Bibimbap received a mention in the 2009 editions of Michelin Guide`s Centieme Edition, and Gault Millaut. Bibimbap, which prepares its vegetables fresh every morning for its eponymous dish, says they have managed to adapt to French tastes without losing authenticity.
"The French are not habituated to many Korean vegetables, and some of them are just too costly and hard to find here," she explains. "So, for example, instead of campanula root we use bean sprouts, but we maintain the variety of color and tastes in the dish." The restaurant offers five different types of bibimbap, notably a delicious version with sizzling, spicy pork.
Back in the 15th arrondissement, Kim Jun-sik is the perfect example of a local resident, who prefers to keep his business close to his community. Bong is known particularly for its "bulgogi," or Korean barbeque, and as a casual lunch spot for UNESCO employees. Before opening Bong in 2005, Kim operated a Korean grocery for three years, also in the 15th arrondissement, in which capacity he also supplied imported Korean food to at least 15 restaurants in the area.
Kim maintains at this time there were no more than 30 authentic Korean restaurants in Paris. He has certainly found a host of regulars over the years, and his place is known for being filled with largely Korean clientele. The French seem, however, to appreciate the conviviality of Korean barbeque - the grills at Bong are built into each table and are an integral part of his restaurant.

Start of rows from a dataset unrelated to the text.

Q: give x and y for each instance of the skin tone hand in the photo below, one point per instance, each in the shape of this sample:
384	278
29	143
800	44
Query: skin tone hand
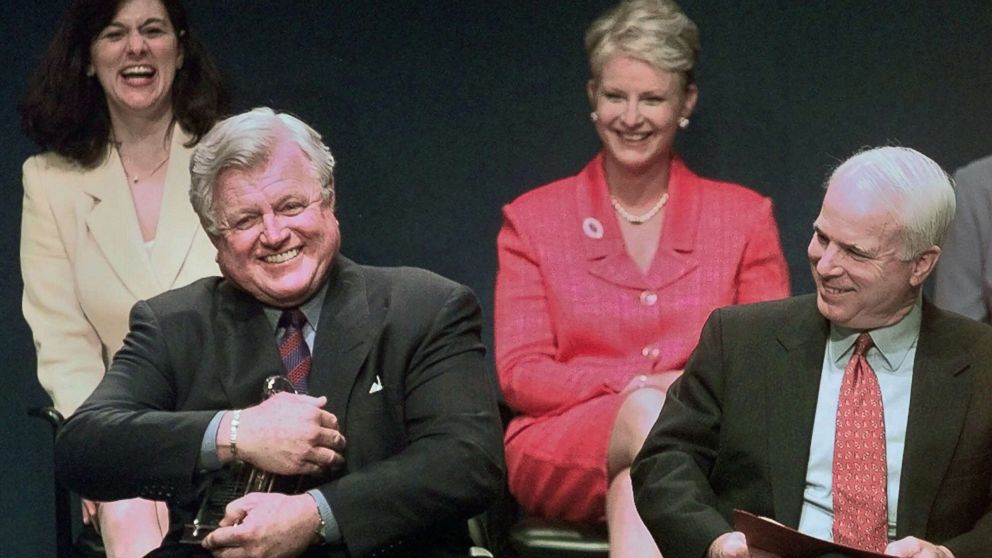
912	547
734	545
287	434
269	525
656	380
131	528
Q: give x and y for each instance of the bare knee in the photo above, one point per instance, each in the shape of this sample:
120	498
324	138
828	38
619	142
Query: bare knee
633	423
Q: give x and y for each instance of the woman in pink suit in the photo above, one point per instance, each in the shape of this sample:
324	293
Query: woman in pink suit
605	278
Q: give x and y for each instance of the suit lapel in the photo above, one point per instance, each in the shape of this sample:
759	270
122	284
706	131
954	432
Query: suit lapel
607	256
343	337
936	417
791	395
114	226
676	252
252	354
178	224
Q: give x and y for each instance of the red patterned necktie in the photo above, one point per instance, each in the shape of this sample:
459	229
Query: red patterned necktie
859	470
293	348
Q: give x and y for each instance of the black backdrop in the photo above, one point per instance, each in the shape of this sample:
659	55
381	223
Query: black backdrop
440	111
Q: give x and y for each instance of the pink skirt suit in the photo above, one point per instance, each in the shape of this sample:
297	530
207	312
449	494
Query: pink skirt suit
576	319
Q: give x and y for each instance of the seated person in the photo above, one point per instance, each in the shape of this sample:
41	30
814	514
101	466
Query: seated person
963	280
395	421
605	278
783	403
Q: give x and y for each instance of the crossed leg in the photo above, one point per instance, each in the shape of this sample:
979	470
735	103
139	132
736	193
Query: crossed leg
628	535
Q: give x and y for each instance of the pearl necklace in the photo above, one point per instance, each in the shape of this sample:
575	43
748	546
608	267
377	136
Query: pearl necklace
642	218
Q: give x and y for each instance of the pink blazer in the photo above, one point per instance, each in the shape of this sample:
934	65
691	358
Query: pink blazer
575	318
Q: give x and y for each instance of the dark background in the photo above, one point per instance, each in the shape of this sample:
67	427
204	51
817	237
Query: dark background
441	111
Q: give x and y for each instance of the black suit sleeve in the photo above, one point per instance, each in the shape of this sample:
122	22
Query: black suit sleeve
671	473
126	440
452	464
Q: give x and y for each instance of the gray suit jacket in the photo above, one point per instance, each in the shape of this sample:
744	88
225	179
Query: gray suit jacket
736	429
423	454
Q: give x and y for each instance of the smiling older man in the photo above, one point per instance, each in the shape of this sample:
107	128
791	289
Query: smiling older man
859	414
394	425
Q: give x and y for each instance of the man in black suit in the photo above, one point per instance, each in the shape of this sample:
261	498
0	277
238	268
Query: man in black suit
751	424
396	428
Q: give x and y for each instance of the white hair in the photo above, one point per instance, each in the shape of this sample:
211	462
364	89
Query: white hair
246	141
919	193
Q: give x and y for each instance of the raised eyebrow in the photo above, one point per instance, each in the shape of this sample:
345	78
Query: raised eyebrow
153	21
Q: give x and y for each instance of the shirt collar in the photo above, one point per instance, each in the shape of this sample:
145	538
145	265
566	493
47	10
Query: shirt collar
894	343
310	308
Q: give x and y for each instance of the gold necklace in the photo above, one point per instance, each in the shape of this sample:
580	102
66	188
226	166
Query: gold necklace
643	217
135	179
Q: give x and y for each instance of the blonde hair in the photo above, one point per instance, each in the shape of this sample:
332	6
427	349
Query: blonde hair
246	141
655	31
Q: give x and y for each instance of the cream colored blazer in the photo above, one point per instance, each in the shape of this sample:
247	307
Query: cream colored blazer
84	263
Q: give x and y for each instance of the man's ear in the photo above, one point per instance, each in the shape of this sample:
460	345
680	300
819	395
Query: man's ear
923	265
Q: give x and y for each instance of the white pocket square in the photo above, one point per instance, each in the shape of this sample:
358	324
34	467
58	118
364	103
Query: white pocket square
376	385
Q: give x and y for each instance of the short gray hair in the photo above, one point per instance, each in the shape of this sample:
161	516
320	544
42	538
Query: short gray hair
655	31
246	141
919	193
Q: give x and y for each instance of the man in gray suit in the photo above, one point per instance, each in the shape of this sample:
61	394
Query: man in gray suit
395	426
761	420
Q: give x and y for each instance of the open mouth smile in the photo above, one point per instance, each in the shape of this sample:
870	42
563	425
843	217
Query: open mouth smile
282	256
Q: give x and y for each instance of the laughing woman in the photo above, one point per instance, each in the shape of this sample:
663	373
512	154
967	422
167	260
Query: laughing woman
121	95
605	278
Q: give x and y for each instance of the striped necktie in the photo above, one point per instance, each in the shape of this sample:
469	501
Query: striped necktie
293	348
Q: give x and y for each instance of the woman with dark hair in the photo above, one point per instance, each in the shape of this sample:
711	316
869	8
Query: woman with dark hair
605	278
121	95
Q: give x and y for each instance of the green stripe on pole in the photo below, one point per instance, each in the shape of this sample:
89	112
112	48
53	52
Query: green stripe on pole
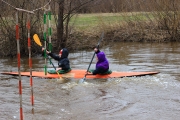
49	31
50	46
49	13
44	18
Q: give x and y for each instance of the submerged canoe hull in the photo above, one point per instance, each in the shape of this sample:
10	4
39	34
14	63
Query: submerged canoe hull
77	74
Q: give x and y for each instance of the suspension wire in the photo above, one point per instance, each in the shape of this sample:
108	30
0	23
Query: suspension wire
32	11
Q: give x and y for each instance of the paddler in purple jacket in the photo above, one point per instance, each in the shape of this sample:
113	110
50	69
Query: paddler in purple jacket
102	64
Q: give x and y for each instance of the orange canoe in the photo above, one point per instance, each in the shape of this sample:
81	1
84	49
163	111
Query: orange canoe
81	73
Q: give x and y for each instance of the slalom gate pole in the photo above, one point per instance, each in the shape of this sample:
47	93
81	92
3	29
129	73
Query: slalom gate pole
19	62
49	29
45	38
30	61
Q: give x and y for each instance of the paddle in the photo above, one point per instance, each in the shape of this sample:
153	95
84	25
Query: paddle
38	42
83	79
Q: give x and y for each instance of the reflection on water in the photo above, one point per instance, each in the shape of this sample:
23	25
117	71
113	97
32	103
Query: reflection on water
146	97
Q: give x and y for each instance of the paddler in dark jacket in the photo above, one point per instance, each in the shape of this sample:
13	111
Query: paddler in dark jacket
62	58
102	64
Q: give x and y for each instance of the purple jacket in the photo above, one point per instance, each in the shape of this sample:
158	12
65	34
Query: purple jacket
102	61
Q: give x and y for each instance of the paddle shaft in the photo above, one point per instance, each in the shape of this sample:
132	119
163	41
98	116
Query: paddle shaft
102	35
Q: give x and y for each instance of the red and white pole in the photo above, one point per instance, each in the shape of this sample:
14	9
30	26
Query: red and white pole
19	63
30	61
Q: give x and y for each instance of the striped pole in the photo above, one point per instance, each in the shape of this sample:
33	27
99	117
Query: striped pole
19	62
30	61
45	38
49	29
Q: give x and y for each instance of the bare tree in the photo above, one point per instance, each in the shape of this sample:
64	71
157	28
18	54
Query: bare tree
66	9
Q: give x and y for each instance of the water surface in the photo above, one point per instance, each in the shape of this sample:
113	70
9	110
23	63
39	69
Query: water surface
154	97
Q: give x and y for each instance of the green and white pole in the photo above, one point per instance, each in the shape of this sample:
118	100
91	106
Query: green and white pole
49	30
45	38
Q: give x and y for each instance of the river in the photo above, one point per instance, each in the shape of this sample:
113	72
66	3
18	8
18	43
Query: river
155	97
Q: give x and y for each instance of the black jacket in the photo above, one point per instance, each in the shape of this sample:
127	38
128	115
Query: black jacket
63	61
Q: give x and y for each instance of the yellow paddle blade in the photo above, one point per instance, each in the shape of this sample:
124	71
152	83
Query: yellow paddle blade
37	40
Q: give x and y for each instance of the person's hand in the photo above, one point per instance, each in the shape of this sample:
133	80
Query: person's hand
43	49
95	49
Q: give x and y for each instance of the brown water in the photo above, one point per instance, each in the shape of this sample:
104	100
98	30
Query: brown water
154	97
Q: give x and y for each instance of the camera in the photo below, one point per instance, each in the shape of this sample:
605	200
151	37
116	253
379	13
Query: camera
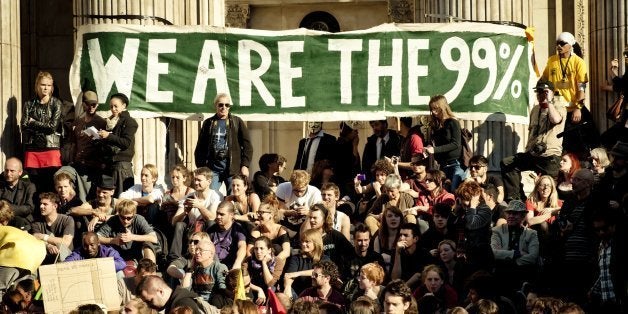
539	148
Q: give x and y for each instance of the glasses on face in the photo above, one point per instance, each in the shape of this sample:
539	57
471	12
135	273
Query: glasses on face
126	218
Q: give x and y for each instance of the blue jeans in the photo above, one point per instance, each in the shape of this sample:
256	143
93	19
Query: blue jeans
454	172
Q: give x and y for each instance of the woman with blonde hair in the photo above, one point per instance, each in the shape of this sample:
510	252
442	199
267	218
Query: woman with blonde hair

"The French eat chronologically, the Koreans eat spatially," he said, referring to France`s traditional mealtime progession of courses contrasted to the variety of small dishes and differing tastes simultaneously displayed across a typical Korean table.
As to the future of Korean cuisine in France, Park Gun-hyoung, a Parisian resident since the age of 12, now aged 26, takes a global approach. Upon graduating from the American University of Paris with degrees in International Communications, Park then completed one of Paris`s more prestigious French cooking programs, obtaining a Diplome Superior from the Ritz Hotel - using the butter, cream and traditional techniques for which France in famous.
He intends to use his skills, one day, to promote Korean cuisine; he has been training himself by reading Korean cookbooks.
"Koreans need to unite together in order to introduce Korean food to Parisians. The Chinese created the 13th arrondissement in Paris, the Japanese created an area in the 1st arrondissement. Korea needs to create a Koreatown, ideally supported by the Korean government," he says.
Does he find Parisians particularly eager to learn about Korean food? "Not at all. Most of the Europeans and Americans know only of Japanese and Chinese food. I know for sure, though, once they go to a good Korean restaurant and taste Korean food, they will go back."
And, indeed, that`s what they appear to be doing. Of nearly every Korean restaurant owner referenced, each noted an increase in the number of French patrons over the past few years.
While most Parisians know Korean cuisine for its barbeque, few would be able to further identify the 15th arrondissement as an area of particular note for Korean cuisine. Yet for those who take a closer look, a strong community is establishing roots.